Directors: Daniel Lindsay, T.J. Martin

This intelligent and nuanced profile of rock and R&B singer Tina Turner delves much deeper than might be expected of an artist-endorsed documentary, mainly thanks to Turner's thoughtful and grounded observations.

Tennessee-born Anna Mae Bullock was a teenager when she joined bandleader/songwriter/musician Ike Turner’s band the Kings of Rhythm. Audiences were dazzled by the band’s tight performances and Bullock’s raw talent and firecracker energy. In 1960 Ike renamed the singer Tina (inspired by ‘Sheena Queen of the Jungle’ apparently) and they began touring as the Ike and Tina Turner Revue. But Ike was a possessive and paranoid figure: his 1951 single ‘Rocket 88’ (cited as the first rock n roll song) had been credited to another artist on its release, leaving Turner determined to never let a collaborator score success only to abandon him again. Tina promised she would stick with him, but then suffered years of well-documented mental and physical abuse at Ike’s hands.

She eventually left him in 1976, an incident related in traumatic detail by the singer in voiceover.  Las Vegas residencies and guest TV appearances followed, but the artist, who had ambitions to be a rock frontwoman in the Mick Jagger mold, felt frustrated and rudderless. She found a new impetus in the early 80s when she moved to the UK, and hooked up with modern musicians for a radio-friendly AOR sound. (Heaven 17 who had a role in relaunching her career go uncredited again, alas) and stadium-filling success followed.

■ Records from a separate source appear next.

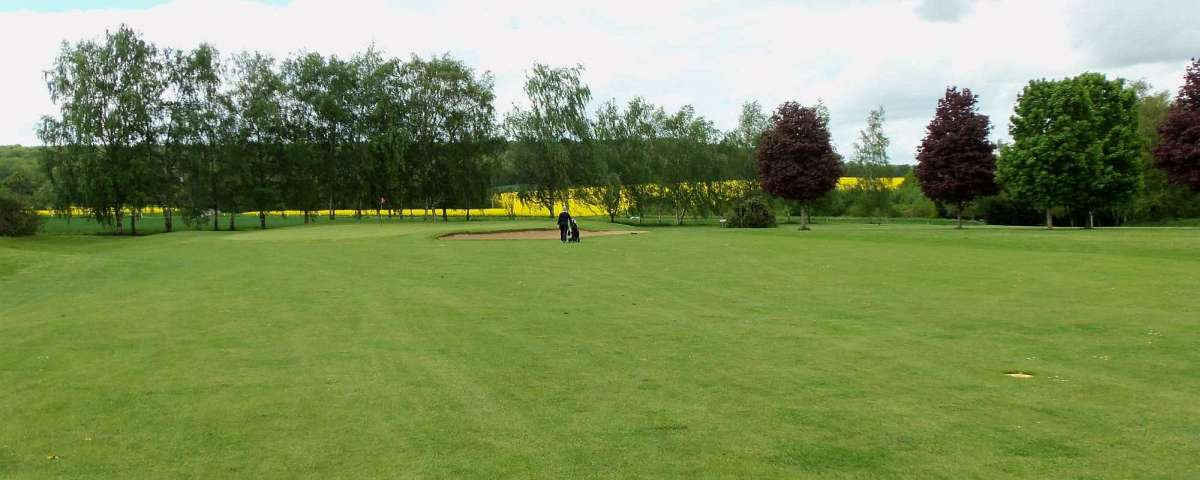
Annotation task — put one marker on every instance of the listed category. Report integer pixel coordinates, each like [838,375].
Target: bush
[17,220]
[750,213]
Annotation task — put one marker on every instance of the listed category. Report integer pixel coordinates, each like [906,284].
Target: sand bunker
[534,234]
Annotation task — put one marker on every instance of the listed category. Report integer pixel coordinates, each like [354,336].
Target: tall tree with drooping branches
[1179,153]
[957,162]
[796,157]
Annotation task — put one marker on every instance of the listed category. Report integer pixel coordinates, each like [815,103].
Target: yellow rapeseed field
[503,204]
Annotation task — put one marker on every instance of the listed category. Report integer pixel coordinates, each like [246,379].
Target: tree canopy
[1179,153]
[796,159]
[1075,144]
[955,161]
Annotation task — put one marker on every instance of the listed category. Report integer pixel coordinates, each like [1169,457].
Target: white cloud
[714,55]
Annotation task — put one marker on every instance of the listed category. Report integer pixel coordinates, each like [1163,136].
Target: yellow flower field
[503,204]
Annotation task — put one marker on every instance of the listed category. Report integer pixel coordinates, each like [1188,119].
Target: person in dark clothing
[575,232]
[564,225]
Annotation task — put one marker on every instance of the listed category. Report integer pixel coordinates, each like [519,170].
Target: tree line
[1083,145]
[198,135]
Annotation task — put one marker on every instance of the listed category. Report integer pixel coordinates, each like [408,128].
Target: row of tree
[197,133]
[1078,143]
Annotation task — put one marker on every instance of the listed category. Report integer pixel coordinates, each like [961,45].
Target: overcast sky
[853,54]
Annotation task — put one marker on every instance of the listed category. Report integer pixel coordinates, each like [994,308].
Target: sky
[852,54]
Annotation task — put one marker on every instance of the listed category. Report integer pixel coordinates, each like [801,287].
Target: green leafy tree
[871,192]
[258,136]
[109,99]
[198,132]
[551,137]
[1074,144]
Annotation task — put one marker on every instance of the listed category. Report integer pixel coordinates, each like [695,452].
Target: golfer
[564,226]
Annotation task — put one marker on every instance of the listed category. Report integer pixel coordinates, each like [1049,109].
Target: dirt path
[534,234]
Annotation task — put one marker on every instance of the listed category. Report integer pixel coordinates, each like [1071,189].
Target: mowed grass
[366,351]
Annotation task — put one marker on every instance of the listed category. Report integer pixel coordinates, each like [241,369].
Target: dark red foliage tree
[796,160]
[1179,153]
[955,162]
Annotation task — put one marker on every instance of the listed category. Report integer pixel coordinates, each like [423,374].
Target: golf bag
[575,232]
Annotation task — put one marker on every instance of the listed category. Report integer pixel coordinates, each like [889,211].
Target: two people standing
[568,231]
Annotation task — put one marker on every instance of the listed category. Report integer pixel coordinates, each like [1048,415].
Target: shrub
[17,220]
[750,213]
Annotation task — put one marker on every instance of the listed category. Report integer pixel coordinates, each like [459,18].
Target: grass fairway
[367,351]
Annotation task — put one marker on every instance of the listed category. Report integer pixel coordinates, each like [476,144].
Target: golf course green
[359,351]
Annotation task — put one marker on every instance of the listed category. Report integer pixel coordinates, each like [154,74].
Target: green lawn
[367,351]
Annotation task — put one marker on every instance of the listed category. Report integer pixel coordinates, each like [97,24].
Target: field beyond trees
[377,351]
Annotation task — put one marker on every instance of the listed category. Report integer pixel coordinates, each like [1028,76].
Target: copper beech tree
[957,162]
[796,159]
[1179,153]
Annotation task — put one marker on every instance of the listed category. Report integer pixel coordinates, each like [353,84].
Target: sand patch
[533,234]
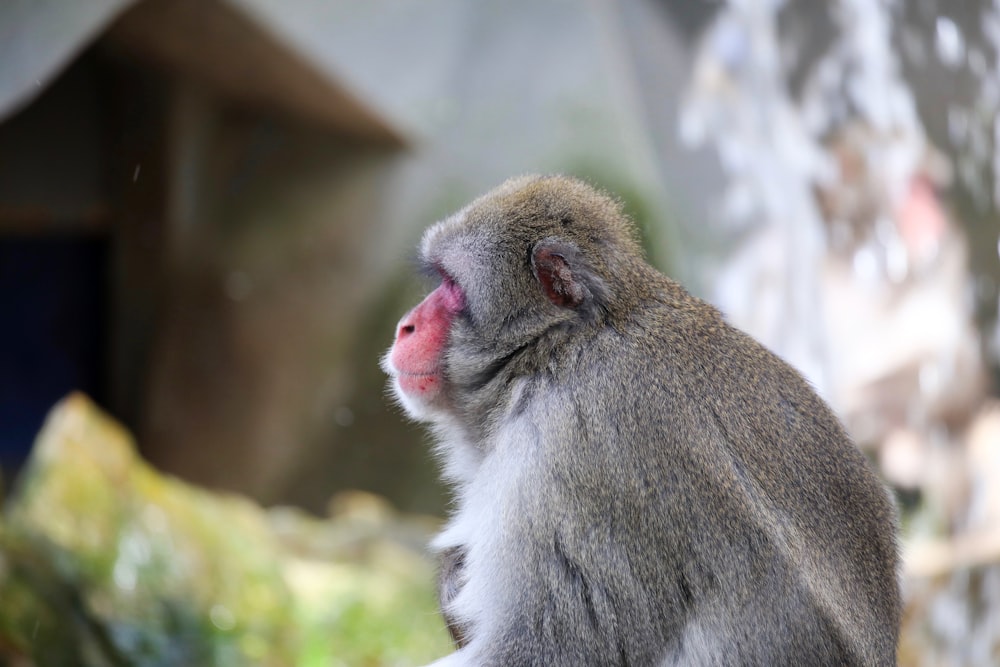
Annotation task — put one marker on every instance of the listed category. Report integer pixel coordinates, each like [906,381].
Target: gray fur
[637,482]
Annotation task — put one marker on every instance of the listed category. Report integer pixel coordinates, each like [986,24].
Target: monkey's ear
[556,269]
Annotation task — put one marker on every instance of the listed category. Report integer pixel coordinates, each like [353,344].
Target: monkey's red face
[415,360]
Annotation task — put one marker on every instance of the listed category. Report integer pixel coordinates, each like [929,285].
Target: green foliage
[104,562]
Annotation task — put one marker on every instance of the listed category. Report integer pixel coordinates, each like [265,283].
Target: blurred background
[208,210]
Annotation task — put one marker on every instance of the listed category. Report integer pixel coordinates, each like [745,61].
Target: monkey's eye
[454,297]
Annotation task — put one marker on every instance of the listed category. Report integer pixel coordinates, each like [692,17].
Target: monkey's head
[529,261]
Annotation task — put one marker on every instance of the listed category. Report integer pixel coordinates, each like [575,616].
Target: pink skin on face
[420,340]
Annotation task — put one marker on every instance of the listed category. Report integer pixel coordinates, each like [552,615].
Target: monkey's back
[729,468]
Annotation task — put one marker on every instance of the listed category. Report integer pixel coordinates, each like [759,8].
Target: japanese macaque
[636,481]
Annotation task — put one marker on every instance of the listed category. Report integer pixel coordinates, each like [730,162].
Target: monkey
[636,481]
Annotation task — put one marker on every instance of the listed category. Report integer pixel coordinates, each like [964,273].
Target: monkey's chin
[417,401]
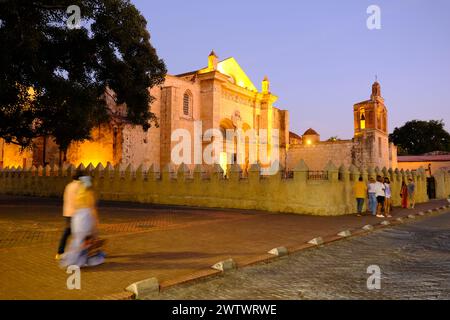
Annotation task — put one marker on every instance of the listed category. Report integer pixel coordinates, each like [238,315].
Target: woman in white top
[388,193]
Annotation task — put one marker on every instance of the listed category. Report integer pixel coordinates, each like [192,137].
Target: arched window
[362,124]
[187,104]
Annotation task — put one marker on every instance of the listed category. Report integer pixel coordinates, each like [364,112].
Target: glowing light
[92,152]
[223,161]
[14,157]
[231,68]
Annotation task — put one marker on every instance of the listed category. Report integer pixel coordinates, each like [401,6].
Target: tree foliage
[53,78]
[418,137]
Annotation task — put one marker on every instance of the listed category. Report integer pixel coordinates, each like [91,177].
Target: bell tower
[371,115]
[371,131]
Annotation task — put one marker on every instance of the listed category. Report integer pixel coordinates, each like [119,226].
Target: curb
[229,264]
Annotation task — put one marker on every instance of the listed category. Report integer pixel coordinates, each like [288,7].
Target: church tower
[371,131]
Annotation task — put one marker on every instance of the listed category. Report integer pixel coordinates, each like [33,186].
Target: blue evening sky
[318,54]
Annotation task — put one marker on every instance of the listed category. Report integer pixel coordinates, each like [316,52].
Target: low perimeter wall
[327,192]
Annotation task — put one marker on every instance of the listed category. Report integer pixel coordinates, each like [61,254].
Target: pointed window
[362,124]
[187,104]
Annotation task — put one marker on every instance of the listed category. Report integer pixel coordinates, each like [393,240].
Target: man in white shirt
[380,194]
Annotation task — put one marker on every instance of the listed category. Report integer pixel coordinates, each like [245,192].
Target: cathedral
[369,146]
[219,96]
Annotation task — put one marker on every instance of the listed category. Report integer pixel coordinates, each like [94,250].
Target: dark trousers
[65,236]
[359,204]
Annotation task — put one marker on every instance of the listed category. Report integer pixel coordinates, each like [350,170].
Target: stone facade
[369,147]
[304,193]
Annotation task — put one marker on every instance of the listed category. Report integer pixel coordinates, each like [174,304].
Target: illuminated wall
[100,150]
[12,156]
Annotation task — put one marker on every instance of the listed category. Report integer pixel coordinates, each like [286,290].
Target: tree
[53,78]
[419,137]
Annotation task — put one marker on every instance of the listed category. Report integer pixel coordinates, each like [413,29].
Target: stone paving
[170,243]
[414,260]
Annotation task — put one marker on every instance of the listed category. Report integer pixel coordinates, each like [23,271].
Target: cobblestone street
[414,261]
[175,244]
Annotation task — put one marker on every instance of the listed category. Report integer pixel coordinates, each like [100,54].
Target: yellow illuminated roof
[231,68]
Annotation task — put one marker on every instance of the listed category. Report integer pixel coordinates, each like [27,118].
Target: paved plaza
[172,244]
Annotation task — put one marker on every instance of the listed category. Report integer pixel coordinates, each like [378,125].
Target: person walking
[404,194]
[68,210]
[411,193]
[372,196]
[388,196]
[380,195]
[84,249]
[360,190]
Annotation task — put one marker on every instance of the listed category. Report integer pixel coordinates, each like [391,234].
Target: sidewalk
[172,244]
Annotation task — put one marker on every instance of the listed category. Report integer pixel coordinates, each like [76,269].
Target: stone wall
[329,194]
[442,178]
[318,154]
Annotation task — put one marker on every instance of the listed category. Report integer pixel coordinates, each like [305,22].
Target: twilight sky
[318,54]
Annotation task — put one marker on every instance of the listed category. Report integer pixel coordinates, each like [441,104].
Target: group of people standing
[379,194]
[81,218]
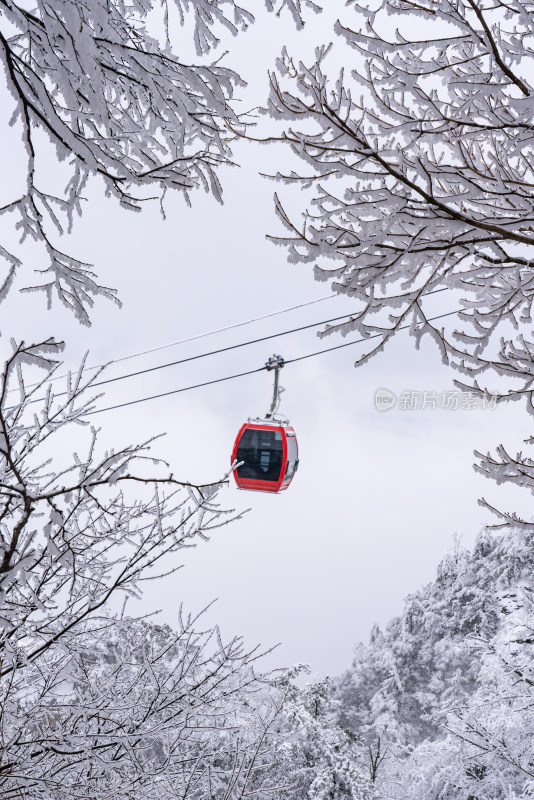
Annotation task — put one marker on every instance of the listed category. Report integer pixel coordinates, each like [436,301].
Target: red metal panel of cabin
[263,486]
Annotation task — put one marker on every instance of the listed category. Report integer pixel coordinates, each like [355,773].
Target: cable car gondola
[266,450]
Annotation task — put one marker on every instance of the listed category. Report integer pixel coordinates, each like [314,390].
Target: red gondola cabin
[269,453]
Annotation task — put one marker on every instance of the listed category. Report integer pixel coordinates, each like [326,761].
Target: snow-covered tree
[488,749]
[415,156]
[93,704]
[313,757]
[107,85]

The picture features some great live recordings, including presumably rare and hysterically exciting footage of early Revue performances, (as well as some mulletty 80s stuff if you’re that way inclined), but refreshingly eschews an easy triumph over adversity narrative in favour of something far more interesting and measured. Even Tina’s huge success in the 80s was tinged with disillusionment, she reveals, as interviewers continued to grill her on her relationship with Ike, despite her writing biography ‘I Tina’ in 1986, specifically to put that particular part of her life to bed.

Tina, now happily married and living in Switzerland, closes the film with a statement that the documentary is intended as a valedictory account of her career. If so, it’s a fitting one.

Tina is screening 5-8 March at Glasgow Film Festival then on Sky Documentaries and via Altitude Film on March 28th.